Base & post: Screw the 2×2×48 in vertical to your plywood base or to a bench so it stands upright. Position the whole rig so the post is 10 in behind the HailSens center.
Boom: At the height of the HailSens center, screw the 2×2×14 in boom to the front of the post so it sticks toward the sensor.
Pivot holes: From the post face, measure and drill ¼ in vertical holes at 7.5 in, 8.5 in, and 10 in along the boom.
Install eye bolt: Drop the ¼ in eye bolt through any one of the holes and secure it with washer + nut underneath. This is your pendulum pivot.
String & capsule: Tie paracord to the eye; tie capsule to the lower end; add soft pad to capsule front. Adjust cord so the capsule front is exactly at the HailSens center.
Protractor: Tape a protractor to the post so you can pull the pendulum to 15°, 30°, 45°, 60° and release without pushing.

4. Operating Modes

Mode A — Field-like (use cos 10°) Pivot at 10 in, pendulum swings basically straight down. This reproduces how the sensor is actually mounted (10° tilt). In your math, multiply the impact speed by cos 10°.
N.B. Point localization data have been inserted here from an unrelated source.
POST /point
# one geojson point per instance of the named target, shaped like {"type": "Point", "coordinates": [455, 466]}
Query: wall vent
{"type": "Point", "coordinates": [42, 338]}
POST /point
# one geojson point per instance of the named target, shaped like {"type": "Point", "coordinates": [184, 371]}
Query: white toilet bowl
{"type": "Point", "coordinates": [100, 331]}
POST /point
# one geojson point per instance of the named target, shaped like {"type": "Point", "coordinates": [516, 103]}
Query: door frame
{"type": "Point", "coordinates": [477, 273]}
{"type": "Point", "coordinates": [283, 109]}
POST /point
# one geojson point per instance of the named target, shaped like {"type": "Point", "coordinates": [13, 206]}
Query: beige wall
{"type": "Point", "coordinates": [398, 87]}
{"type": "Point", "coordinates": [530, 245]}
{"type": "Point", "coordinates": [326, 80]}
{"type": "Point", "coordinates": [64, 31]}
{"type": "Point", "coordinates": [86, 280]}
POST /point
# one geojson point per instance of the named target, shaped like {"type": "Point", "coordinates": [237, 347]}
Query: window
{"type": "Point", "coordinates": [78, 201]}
Mode B — More perpendicular (no cosine) Move pivot back to 8–8.5 in so the capsule arrives closer to the sensor normal. In the math, you can set the misalignment angle α → 0°, so cos α = 1.

5. Calculations

Use SI in the math: L in meters, g = 9.81 m/s², time in seconds. You can convert inches → meters with 1 in = 0.0254 m.

5.1 Pendulum speed

v = √( 2 · g · L · (1 − cos θ) )

θ is the release angle measured from vertical.

5.2 Normal component (for 10°-tilted sensor)

vₙ = v · cos α

α = 10° if the pendulum is swinging down and the sensor is tilted 10°. If you re-position the boom to make the hit perpendicular, set α = 0°.

5.3 Momentum per gram

If mass m = 1 g = 0.001 kg:

p_{per g} = 0.001 · cos α · √( 2 · g · L · (1 − cos θ) )

5.4 Impact force per gram

Assume contact time τ (use 0.003 s = 3 ms if unknown):

F_{per g}(L, θ, α) = [ 0.001 · cos α / τ ] · √( 2 · g · L · (1 − cos θ) )

For an actual capsule of M grams:

F = M · F_{per g}

Example: L = 1.0 m, θ = 45°, α = 10°, τ = 0.003 s → F_{per g} ≈ 0.79 N/g · cos 10° ≈ 0.78 N/g.